La iglesia del Santo Sepulcro es una obra arquitectónica con­temporánea y que fue cons­truida alrededor del lugar donde Jesucristo fue cruci­ficado, muerto y sepultado, dando inicio a la parte funda­mental del cristianismo, su posterior resurrección.

Miles de peregrinos llegan hasta el lugar todos los días, número que por supuesto se acrecienta en fechas relevan­tes como la Semana Santa o la Navidad. El barrio cris­tiano cobija a la mayor parte de las diversas formas que tomó el cristianismo luego de que los apóstoles, cum­pliendo el pedido de su maes­tro, comenzaron a espar­cirse por el mundo antiguo. Por eso no es extraño ver a sacerdotes cristianos coptos egipcios o conocer el sector de la Iglesia cristiana siria con sus respectivos ritos y ceremonias.

Cada barrio es una historia diferente y dentro de cada uno de ellos nuevamente un paso que se da guarda un hecho digno de ser narrado.

En la iglesia del Santo Sepulcro hay un altar que está ubicado sobre un piso de vidrio blindado, donde se puede observar nítida­mente la roca del Gólgota y en ese lugar se cree que fue colocada la cruz donde Jesús fue muerto.

Pero quienes construyeron ese piso con gruesos cris­tales dejaron un resquicio bajo el antiguo altar para que los visitantes puedan, no sin gran esfuerzo, colarse bajo la pesada estructura de madera, meter el brazo para y con algo de suerte palpar la roca con la propia mano.

A REPLANTEARSE TODO

Tres de nosotros realiza­mos ese esfuerzo y la impre­sión que sentimos no tenía comparación con otras que alguna vez vivimos y el cuarto del grupo, declaradamente ateo pero que disfrutaba del recorrido por estar pleno de cultura e historia, se negó a meterse bajo el altar para intentar palpar la textura de la roca del Gólgota.

Tras tanta insistencia, final­mente se metió bajo el altar e iba relatando que estaba por lograr el contacto con la superficie de la roca. De repente el silencio, las pala­bras callaron y permaneció casi acostado en el piso con la palma de la mano extendida dentro del resquicio.

Pasamos algunos minutos todos en silencio y aguar­dando que nuestro amigo pudiera levantarse, pero no lo hacía. Cuando por fin dio muestras de que iba a hacerlo, pidió que lo ayude­mos a salir debajo del altar. Apenas lo vimos y nos dimos cuenta de que estaba llo­rando amargamente y solo atinó a decir: “Luego de esto, tengo que replantearme toda mi vida de nuevo”.

No preguntamos más nada y continuamos silenciosa­mente el recorrido por el resto de la iglesia del Santo Sepul­cro y la impresión que nos causó ese momento no pudo siquiera ser quebrada cuando ingresamos a la pequeña gruta donde fue colocado el cuerpo de Jesús tras ser muerto en la cruz aquel viernes.

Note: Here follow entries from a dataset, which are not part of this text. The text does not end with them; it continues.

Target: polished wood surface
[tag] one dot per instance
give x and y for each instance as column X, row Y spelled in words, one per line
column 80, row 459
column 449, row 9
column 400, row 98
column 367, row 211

Así fue nuestro primer día en la ciudad sagrada. En los días siguientes vendrían recorridos en los que aflorarían toda clase de sentimientos, como la visita al Museo del Holocausto Yad Vashen o al Museo del Libro, que guarda los valiosos Rollos del Mar Muerto. Jerusalén es definitivamente un viaje sin retorno y no en vano los jero­solimitanos guardan un dicho popular: “A Jerusalén nadie va, solo se regresa”, dejando en claro que la blanca y santa ciudad es sin lugar a dudas la capital de la humanidad.